Study corrects misconceptions of Great Lakes evaporation
The recent Arctic blast that gripped much of the nation will likely contribute to a healthy rise in Great Lakes water levels in 2014. But the processes responsible for that welcome outcome are not as simple and straightforward as you might think.
Yes, extreme winter cold increases ice cover on the Great Lakes, which in turn reduces evaporation by preventing water vapor from escaping into the air. But this simplistic view of winter ice as a mere "cap" on Great Lakes evaporation is giving way to a more nuanced conception, one that considers the complex interplay among evaporation, ice cover and water temperature at different times of year.
In a report by the Great Lakes Integrated Sciences and Assessments Center – a federally funded collaboration between the University of Michigan and Michigan State University – a team of American and Canadian scientists notes that while ice cover affects evaporation, the reverse is true as well: evaporation rates in the autumn help determine the extent of winter ice cover.

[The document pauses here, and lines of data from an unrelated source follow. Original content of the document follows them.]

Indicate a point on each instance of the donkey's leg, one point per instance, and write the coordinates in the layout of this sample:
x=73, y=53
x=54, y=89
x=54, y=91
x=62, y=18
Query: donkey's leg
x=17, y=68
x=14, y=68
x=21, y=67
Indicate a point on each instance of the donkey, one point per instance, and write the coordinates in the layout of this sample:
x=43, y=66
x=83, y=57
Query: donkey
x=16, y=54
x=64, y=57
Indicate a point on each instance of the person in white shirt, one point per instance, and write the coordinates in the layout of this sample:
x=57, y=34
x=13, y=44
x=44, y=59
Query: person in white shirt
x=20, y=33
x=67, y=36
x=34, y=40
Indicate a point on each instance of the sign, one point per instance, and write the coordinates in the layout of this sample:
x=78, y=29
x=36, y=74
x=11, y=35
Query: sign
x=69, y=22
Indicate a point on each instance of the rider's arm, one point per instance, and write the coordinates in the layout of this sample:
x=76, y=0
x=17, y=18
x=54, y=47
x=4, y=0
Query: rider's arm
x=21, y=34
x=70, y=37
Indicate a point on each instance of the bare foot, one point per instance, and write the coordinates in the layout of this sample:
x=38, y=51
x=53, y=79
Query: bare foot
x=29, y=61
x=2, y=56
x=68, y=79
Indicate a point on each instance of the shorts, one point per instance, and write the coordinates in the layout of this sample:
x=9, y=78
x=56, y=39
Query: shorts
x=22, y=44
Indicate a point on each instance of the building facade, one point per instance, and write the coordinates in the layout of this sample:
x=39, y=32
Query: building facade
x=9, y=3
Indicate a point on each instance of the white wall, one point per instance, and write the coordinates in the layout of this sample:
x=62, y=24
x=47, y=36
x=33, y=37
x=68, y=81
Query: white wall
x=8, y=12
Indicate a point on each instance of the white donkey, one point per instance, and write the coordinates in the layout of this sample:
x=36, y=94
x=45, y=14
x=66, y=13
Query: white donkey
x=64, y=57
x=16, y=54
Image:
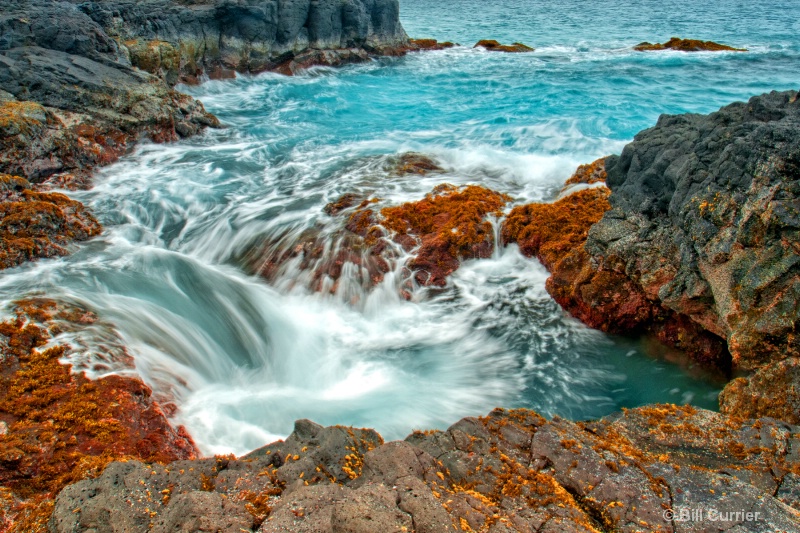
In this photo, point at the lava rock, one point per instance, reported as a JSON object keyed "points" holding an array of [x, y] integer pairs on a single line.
{"points": [[508, 471], [705, 219], [687, 45]]}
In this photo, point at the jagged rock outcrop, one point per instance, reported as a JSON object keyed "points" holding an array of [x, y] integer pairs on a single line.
{"points": [[495, 46], [70, 99], [102, 71], [705, 220], [57, 427], [511, 471], [36, 224], [366, 238], [687, 45], [181, 40]]}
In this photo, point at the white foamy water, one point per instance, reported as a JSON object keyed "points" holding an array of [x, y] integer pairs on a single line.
{"points": [[242, 357]]}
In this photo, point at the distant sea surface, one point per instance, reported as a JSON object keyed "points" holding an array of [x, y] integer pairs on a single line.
{"points": [[242, 358]]}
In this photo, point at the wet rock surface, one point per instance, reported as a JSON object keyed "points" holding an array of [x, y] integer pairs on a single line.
{"points": [[495, 46], [70, 99], [705, 220], [687, 45], [509, 471], [179, 40], [35, 223], [424, 240], [60, 427]]}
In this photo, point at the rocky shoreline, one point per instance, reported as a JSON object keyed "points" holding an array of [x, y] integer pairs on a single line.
{"points": [[690, 234]]}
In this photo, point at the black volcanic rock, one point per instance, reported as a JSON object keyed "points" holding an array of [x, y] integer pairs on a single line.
{"points": [[705, 219], [103, 71], [216, 36], [509, 471]]}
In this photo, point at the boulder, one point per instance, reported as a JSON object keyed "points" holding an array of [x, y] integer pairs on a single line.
{"points": [[638, 470], [687, 45], [494, 46]]}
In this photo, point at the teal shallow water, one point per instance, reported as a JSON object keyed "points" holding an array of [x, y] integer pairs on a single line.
{"points": [[243, 359]]}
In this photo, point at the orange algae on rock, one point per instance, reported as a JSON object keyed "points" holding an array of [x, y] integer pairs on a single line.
{"points": [[594, 172], [600, 296], [37, 224], [448, 225], [551, 231], [687, 45], [61, 427]]}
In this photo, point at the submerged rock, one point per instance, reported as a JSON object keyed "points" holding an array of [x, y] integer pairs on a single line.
{"points": [[687, 45], [428, 44], [494, 46], [36, 224], [61, 427], [509, 471], [366, 238], [414, 163], [70, 99]]}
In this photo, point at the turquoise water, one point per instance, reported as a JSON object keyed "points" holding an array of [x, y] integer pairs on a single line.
{"points": [[242, 358]]}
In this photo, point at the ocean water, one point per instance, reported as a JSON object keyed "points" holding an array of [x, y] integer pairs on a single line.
{"points": [[241, 357]]}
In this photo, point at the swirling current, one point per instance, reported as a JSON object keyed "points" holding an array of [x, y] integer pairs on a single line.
{"points": [[241, 357]]}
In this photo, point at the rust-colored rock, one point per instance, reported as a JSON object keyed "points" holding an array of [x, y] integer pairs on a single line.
{"points": [[494, 46], [43, 143], [36, 224], [428, 44], [414, 163], [604, 298], [509, 471], [773, 390], [62, 427], [447, 226], [687, 45], [550, 232], [321, 58]]}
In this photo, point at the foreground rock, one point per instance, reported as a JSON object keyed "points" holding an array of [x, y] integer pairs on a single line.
{"points": [[687, 45], [510, 471], [494, 46], [57, 427]]}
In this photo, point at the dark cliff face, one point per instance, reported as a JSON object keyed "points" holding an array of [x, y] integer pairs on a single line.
{"points": [[104, 70], [248, 36], [705, 218]]}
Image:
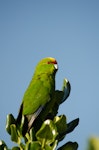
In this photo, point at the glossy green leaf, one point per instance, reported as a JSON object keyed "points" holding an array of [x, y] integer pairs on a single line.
{"points": [[10, 120], [69, 146], [15, 148], [71, 125], [33, 145], [61, 124], [3, 146], [47, 133], [14, 134]]}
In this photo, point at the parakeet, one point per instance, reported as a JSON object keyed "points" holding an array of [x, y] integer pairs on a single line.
{"points": [[39, 92]]}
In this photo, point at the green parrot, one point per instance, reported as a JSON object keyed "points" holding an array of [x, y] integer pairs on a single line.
{"points": [[39, 92]]}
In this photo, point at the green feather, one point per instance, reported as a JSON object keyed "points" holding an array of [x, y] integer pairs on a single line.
{"points": [[39, 92]]}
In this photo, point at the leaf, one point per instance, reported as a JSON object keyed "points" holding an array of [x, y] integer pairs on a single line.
{"points": [[33, 145], [10, 120], [3, 146], [66, 89], [47, 133], [15, 148], [61, 124], [71, 126], [14, 134], [69, 146]]}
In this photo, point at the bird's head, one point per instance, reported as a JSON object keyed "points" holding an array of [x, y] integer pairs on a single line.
{"points": [[47, 65]]}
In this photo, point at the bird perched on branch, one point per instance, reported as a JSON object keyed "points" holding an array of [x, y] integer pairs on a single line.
{"points": [[39, 92]]}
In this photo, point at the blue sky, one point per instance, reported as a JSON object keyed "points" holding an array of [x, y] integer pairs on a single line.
{"points": [[67, 30]]}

High evaporation rates in the fall can nearly offset water-level gains that result from extensive winter ice cover, complicating efforts to forecast Great Lakes water levels, which have declined in most of the lakes since the late 1990s, rebounding somewhat during a wet 2013.
"Understanding how lake levels are changing is very important to our region," said Thomas Dietz, MSU professor of environmental science and policy and co-director of GLISA. "This affects shipping, recreation and infrastructure on the lake shore."
The new-found appreciation for evaporation's varied roles reveals gaps in our current understanding of fundamental environmental processes and highlights the need for sustained funding for the project's Great Lakes evaporation monitoring network, said John Lenters, the study's lead investigator and a senior scientist at Ann Arbor-based LimnoTech, an environmental consulting firm.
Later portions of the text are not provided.